Aldenham is mentioned in the Domesday Book and is one of the Hertsmere's 14 conservation areas. After the Reformation the lands were sold off to the highest bidders and Aldenham is probably smaller today than it was 500 years ago.
The Church of St John the Baptist in Aldenham is 700 years old and there is good reason to believe that an earlier Saxon church stood on the site. Complete rebuilding took place around 1250 and substantial portions of this structure can still be seen. The 14th century saw the building of the south aisle followed some 100 years later by the north aisle, with the splendid painted oak ceiling of the nave finished just a few years later.
The interior of the church boasts some interesting features, notably monuments to two ladies of the Crowmer family who lie peacefully in the costume of the 14th century and the reclining figures of John Coghill and his wife who died within a few weeks of each other in 1714.
In 1940 enemy action damaged stained glass and removed the 'Hertfordshire Spike' - the spire on the top of the tower. Restoration work was completed in 1951.
Close to the church stand a number of buildings of historical interest. The earliest of these is Aldenham Social Club - a late medieval hall house dating from around 1500.
To the west of the churchyard stands Church Farm House (16th - 18th century) and to the east the old vicarage (now two dwellings), a fine example of early 18th century red brick architecture.
North of Aldenham stands Wall Hall, situated amid woodland extending to the River Colne. Built in Gothic style at the beginning of the 19th century around an ancient farmhouse, it was bought by the American financier J. Piermont Morgan Jr. in 1912 as a holiday residence. In the Second World War it formed a temporary home for the US Ambassador Joseph Kennedy, father of the late President John Kennedy.

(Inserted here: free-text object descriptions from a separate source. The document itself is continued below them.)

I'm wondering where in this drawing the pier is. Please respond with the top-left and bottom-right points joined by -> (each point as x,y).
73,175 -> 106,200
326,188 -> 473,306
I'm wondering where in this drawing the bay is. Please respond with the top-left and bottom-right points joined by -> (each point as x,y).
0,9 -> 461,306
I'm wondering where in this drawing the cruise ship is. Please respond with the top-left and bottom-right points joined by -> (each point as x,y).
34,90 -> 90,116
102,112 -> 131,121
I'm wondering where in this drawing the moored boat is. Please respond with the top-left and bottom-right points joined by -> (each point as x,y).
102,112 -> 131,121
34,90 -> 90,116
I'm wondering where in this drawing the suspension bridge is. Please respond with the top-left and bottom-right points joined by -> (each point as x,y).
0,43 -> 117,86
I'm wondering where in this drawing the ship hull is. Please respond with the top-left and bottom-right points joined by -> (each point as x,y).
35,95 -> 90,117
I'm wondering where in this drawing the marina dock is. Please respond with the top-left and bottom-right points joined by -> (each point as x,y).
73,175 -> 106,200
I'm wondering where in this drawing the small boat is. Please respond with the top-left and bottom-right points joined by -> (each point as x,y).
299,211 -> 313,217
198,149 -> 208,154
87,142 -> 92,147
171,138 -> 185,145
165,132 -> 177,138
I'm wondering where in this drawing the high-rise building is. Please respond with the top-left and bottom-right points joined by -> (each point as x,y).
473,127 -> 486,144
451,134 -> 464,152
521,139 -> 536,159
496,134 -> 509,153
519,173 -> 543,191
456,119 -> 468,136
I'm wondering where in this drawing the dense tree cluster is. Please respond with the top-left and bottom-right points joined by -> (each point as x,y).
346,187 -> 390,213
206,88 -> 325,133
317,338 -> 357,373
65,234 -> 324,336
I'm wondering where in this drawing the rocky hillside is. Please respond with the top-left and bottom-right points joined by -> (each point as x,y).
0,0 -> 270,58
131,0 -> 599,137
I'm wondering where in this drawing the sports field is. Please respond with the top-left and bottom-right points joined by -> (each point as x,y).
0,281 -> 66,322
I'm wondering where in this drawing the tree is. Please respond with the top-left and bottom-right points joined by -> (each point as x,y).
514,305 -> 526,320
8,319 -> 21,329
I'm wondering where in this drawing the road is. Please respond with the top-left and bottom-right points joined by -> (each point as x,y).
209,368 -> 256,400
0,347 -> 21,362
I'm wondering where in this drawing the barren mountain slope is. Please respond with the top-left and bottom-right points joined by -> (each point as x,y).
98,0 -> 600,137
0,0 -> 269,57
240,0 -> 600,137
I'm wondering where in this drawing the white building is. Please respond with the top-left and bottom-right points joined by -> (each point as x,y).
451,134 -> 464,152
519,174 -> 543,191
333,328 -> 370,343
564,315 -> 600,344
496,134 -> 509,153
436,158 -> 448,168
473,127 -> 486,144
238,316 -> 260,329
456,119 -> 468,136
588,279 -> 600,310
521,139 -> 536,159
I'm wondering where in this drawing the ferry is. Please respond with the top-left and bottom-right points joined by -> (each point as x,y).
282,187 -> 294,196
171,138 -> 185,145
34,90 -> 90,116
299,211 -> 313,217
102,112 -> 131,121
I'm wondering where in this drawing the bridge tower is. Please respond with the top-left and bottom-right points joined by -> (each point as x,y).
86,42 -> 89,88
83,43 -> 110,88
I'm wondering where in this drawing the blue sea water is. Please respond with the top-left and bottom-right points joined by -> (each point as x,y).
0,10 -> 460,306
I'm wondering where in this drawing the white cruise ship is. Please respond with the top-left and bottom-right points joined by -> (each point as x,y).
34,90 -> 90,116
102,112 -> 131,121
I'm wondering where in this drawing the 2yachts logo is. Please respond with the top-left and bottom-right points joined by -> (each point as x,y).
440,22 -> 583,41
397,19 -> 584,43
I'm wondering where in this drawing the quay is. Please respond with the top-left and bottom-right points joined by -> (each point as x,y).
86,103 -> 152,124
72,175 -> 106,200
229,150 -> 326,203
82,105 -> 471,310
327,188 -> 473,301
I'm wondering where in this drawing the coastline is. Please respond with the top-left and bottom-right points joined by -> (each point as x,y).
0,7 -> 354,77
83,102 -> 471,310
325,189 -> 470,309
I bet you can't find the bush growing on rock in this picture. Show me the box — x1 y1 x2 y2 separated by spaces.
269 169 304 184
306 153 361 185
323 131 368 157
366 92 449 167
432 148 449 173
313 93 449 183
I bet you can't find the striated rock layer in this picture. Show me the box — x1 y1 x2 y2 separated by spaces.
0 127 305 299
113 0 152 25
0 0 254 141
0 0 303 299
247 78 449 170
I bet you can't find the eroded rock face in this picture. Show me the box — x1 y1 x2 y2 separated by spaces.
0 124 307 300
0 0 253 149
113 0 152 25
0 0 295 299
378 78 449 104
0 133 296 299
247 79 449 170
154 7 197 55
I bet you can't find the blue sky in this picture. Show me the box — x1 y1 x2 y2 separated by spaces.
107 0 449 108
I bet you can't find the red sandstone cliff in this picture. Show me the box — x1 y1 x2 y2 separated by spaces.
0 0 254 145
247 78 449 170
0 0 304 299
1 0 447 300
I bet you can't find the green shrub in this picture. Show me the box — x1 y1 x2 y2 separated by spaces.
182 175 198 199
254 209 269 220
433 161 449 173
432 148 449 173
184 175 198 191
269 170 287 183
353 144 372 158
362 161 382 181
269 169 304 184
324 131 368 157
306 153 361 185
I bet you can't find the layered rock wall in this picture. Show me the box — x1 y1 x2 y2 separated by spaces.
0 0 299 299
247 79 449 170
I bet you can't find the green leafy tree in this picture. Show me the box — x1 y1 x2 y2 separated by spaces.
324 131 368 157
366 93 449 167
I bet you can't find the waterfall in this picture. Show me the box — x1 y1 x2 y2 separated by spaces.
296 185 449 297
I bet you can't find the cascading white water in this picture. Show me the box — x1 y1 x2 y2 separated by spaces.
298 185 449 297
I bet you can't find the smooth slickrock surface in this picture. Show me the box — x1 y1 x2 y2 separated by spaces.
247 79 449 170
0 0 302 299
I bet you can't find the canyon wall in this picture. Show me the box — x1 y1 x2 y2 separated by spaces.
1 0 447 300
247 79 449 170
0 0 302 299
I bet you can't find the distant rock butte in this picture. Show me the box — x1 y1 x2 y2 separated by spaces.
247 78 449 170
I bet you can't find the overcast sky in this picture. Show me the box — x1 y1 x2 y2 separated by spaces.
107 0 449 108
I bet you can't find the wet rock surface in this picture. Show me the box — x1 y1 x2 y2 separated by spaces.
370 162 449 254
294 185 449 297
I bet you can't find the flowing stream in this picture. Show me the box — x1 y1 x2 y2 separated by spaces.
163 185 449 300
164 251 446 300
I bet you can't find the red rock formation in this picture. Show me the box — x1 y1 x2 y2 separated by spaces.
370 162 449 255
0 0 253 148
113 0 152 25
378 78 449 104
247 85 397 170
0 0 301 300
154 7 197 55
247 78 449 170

Aldenham School, founded in 1597, is an independent school for boys and girls from two to 18 years. Haberdashers' Aske's School is situated in Aldenham House.
Aldenham Reservoir is an outstanding feature of the area. It was built by the Grand Union Canal Company to assist and regulate water levels in the River Colne. The reservoir is becoming popular for activities such as sailing, windsurfing and fishing.

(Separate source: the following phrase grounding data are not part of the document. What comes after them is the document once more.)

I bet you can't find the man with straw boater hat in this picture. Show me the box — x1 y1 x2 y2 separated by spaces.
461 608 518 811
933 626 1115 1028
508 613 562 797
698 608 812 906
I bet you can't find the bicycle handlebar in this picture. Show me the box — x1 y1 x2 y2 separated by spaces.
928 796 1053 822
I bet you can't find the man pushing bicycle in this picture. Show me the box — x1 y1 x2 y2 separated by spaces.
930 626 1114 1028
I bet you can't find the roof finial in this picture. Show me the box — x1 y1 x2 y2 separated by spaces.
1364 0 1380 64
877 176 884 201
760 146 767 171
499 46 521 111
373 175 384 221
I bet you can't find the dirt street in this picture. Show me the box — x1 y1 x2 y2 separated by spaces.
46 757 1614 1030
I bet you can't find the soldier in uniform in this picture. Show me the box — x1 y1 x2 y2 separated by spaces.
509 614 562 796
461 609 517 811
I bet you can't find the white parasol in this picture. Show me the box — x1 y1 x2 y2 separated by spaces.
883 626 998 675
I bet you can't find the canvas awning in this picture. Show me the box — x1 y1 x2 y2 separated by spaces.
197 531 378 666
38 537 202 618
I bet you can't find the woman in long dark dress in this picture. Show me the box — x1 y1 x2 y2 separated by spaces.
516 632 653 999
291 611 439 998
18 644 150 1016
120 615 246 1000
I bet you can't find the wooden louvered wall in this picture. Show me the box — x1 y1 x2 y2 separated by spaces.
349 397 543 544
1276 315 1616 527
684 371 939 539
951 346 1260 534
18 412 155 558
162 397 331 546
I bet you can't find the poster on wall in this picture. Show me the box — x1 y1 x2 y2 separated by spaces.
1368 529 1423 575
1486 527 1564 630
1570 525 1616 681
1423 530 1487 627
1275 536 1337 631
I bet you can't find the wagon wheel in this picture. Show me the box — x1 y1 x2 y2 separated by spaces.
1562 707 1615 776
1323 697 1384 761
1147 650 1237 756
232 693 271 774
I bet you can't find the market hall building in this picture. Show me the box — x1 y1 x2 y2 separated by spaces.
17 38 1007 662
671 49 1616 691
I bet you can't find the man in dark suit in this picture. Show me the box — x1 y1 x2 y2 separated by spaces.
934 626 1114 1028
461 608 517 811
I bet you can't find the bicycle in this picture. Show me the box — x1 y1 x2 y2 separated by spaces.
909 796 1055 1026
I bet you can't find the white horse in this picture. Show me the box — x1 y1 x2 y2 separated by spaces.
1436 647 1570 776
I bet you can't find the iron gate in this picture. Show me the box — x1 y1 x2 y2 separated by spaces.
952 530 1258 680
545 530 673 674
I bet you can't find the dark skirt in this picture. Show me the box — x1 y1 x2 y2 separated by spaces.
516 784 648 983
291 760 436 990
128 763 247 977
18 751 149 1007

People can also enjoy the facilities at Aldenham Country Park, pictured below, which offers the opportunity for country walks and picnics.

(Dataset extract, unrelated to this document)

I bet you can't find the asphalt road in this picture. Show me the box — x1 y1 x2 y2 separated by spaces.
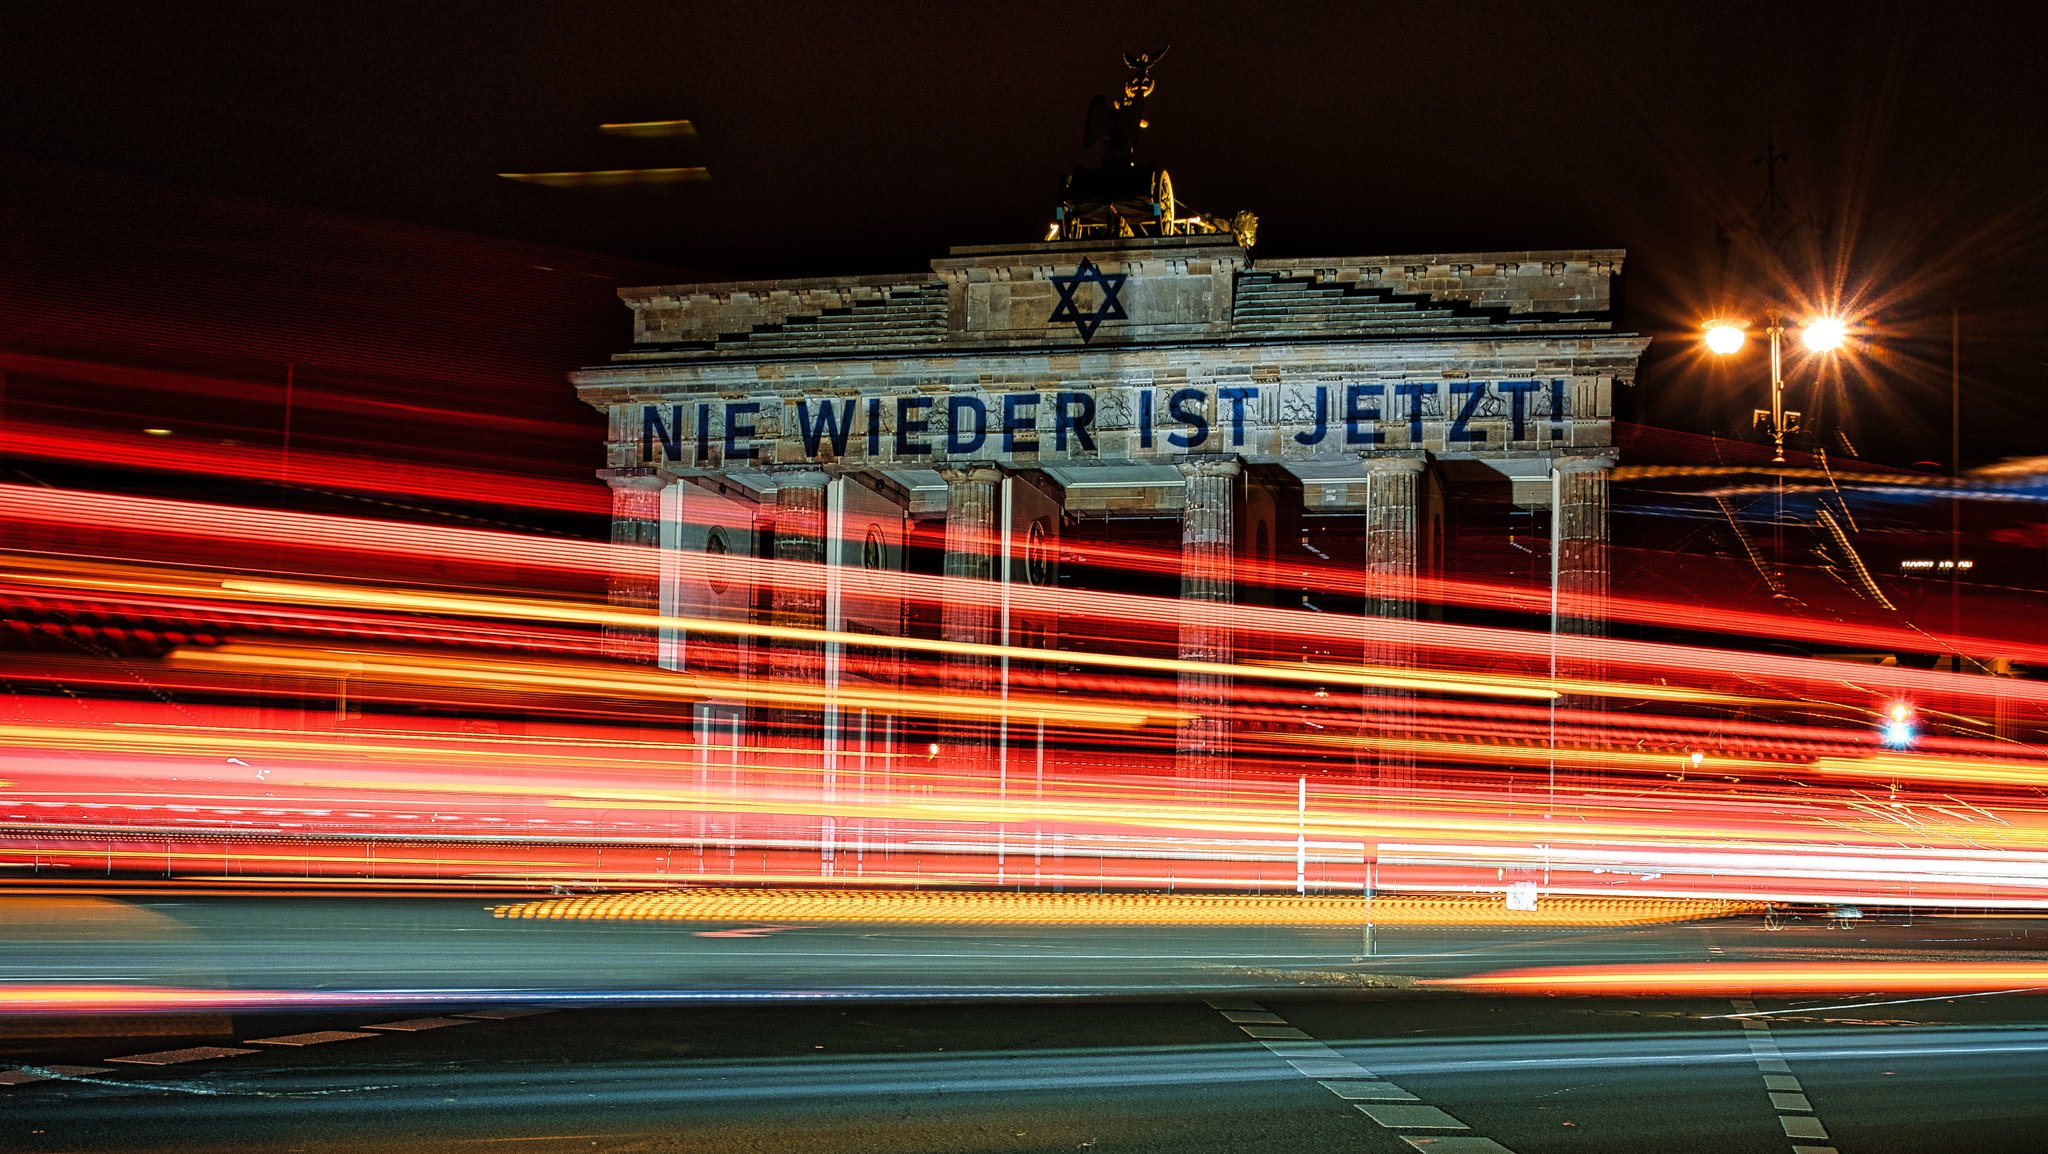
9 986 2048 1153
8 908 2048 1152
6 896 2031 1001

East of Aldenham village is Round Bush, a hamlet where three roads meet at a welcoming public house. On Hilfield Lane, Patchetts Green is an attractive hamlet of several historic houses including the Three Compasses public house, Little Patchetts Green Farm and Patchetts Farm.
Further south is the appealing village of Letchmore Heath, right, most of which is a conservation area. The village possesses some interesting timber frame houses. Jasmine Cottage and the Three Horseshoes public house are late medieval, the Old Rest and Apple Tree Cottage are 16th century and the Old Bakery is 17th century.
Bhaktivedanta Manor, formerly Piggotts Manor, is now occupied by the International Society for Krishna Consciousness. It is a neo-Tudor building, pictured left, which dates from around 1884. The house was bought more than 20 years ago by former Beatle George Harrison. He gave it to the Krishna movement and today it is used as a college for those wishing to study the movement's philosophy.